He’s lying, obviously; she knows that. Lex hasn’t been toying with her. Lex? Lex who frets, who worries like a hen, who’s always checking up on her and helping her in wonderful, impossible ways? Lex, who’s committed felonies just because Clara’s asked her to? Lex, who’s always too damn curious for her own good? Who comes to Clara to confess the smallest and most understandable of sins like a devotee to a priest, who accepts Clara’s ugliest acts and meanest days with infinite forgiveness? Lex, who charges into danger to protect Clara and her friends even though her body is breakable and beautifully human, and Clara’s isn’t?
Lex, who’s marrying another woman in just a few short hours, and wants Clara to stand beside her on the dais and watch.
Clara wants to speak up, defend her. But she knows it won’t matter - protecting Lex from Lionel is like trying to protect the sand from the sea. She needs to learn to start submitting to the inevitable.
Clara and Lionel aren’t so different, after all. Liars, both.
“If that’s really what she’s like, I can see who she gets it from.”
Lionel’s expression pinches again, like he’s surprised she still has the gall to try to wound him.
“Your loyalty to her is admirable,” he says. “But - and, Clara? I tell you this as a friend of your mother’s - deeply unwise.”

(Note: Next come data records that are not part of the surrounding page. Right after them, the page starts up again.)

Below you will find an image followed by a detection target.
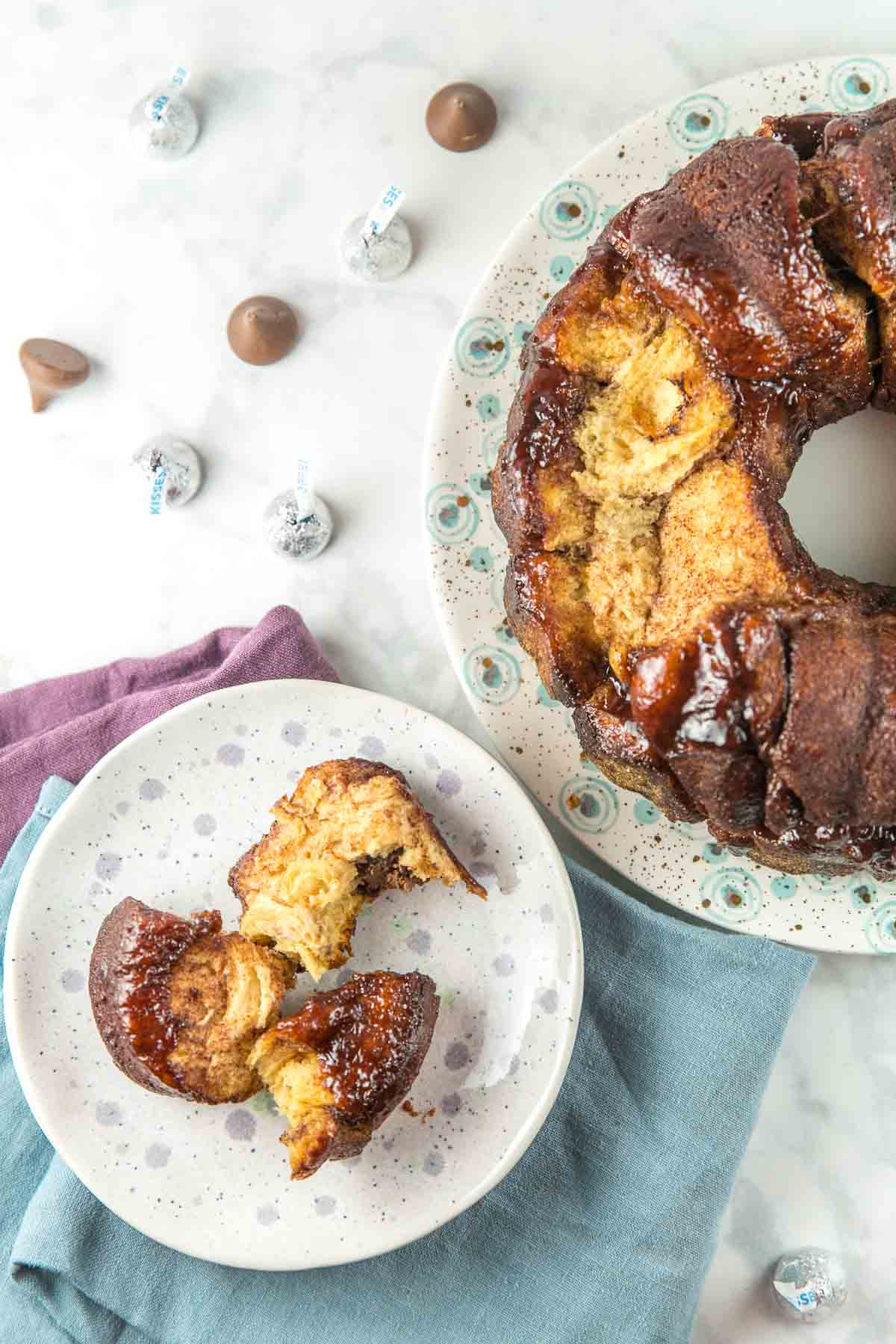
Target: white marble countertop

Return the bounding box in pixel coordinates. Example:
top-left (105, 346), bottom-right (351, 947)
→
top-left (0, 0), bottom-right (896, 1344)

“My mother’s got plenty of friends. You’re not one of them.”
She chooses then to spin on her heel, walking back towards the manor. But his words worm into her, squirming beneath her skin. In her mind, she feels his lies taking shape, forming into a Lex she doesn’t know, and she needs to see the real thing, hear her voice, let it banish the imposter.

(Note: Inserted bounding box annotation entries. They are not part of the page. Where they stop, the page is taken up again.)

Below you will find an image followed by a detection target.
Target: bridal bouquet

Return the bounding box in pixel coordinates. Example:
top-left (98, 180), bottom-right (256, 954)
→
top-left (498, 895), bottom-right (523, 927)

The halls of the manor are empty - she can hear laughter and voices from the reception, feel the warmth of it mere feet from her. But somehow, the house still feels haunted and desolate, the dark stone seeming to drink the happiness from the air. She pushes her hand back through her hair. Without meaning to, she finds herself following a steady tempo she recognizes intimately. It isn’t until she’s standing at the door to Lex’s office that she realizes what it must be.
How long, she wonders, has she been listening to Lex’s heartbeat from afar? Why does she recognize that sound almost before she recognizes the sound of Chloe’s laughter, her parents murmuring voices?
The door is slightly ajar. She thinks nothing of pushing it open, feels relief catch at the edge of her mind.
But then, before it can really take root, she sees the figures silhouetted against the red of the stained glass; sees Lex kissing Helen like a lover, the quicksilver flash of tongue over lips, the tender way she caresses her, holds Helen’s body to hers. She feels a lurching vertigo, a sick twist of envy and half-aborted lust. And she’s filled once more with the overpowering urge to run.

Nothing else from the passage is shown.